Helen, the sales assistant at the local grocery shop in our suburb made our day. Sensing that we were new, she started a nice conversation with us, enquiring about our background, providing an overview of the suburb, offering any support that may be needed. This was two years ago. My wife and daughter were shy and anxious as we were still settling down in a new country. Helen did her bit to ensure they felt less as strangers.

Soon, we discovered the bigger malls, and spoilt for choice, we rarely stepped into the local shop.  Every time I did however, Helen would ask excitedly, “Is the family well?…Good!”.

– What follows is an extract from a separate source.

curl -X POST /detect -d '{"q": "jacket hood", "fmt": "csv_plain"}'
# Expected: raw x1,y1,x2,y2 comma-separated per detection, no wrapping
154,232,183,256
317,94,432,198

Watching her interact with the shoppers, I was intrigued by her enthusiasm and zeal, and wondered if “customer service” as a responsibility in her job profile sufficiently described what she demonstrated. Her greetings are genuine and sincere.

I look at her doing her job and it feels so good. Why? Now, one does not perform a job for others to observe, unless it is not really a job. Performing arts and sports are typically the domains that involve an audience. We learn a lot from those professionals and derive meanings for our lives from their actions, attitude and outcomes, sometimes unintended by them.

But we grossly underestimate the influences of many other jobs on our lives. I mean when we pay attention to the way those are performed. For instance, I get my haircut from the same shop that I have been frequenting for two years. There are six barbers employed but I distinctly remember (and prefer) one guy. Harry is more of an artist. He doesn’t follow a routine, he doesn’t talk much. When he is finally done with cutting, styling and grooming, I sense I didn’t just get a haircut – but an experience!

This is explained by the science behind why we watch sports.

Mirror Neurons

When we watch a game (or for that matter any action), mirror neurons in our brain become active. The famous neuroscientist, VS Ramachandran illustrates how the discovery of mirror neurons have been a game changer in neuroscience during the last decade. Watch this fascinating TED Talk The neurons that shaped civilization where he explains its role in refining the concepts of empathy, imitation and our social behaviour.

Max Branson argues in this article that “our brains aren’t just watching sports — they’re trying to play”. Perhaps this explains why I feel the ecstasy when Federer steps out to hit a cross-court backhand shot! From a research cited by Gartland, “about one-fifth of the neurons that fire in the premotor cortex when we perform an action also fire at the sight of somebody else performing that action.”

Helen and Harry have given me something that I wasn’t even aware that I received: The pleasure of doing something very well.

As Yogi Berra, the famous American baseball coach would say, “You can observe a lot by just watching”.

2 Comments

  1. Great job pulling together the research around mirror neurons, Ram. It is good to know some of the science behind why we like seeing a job well done.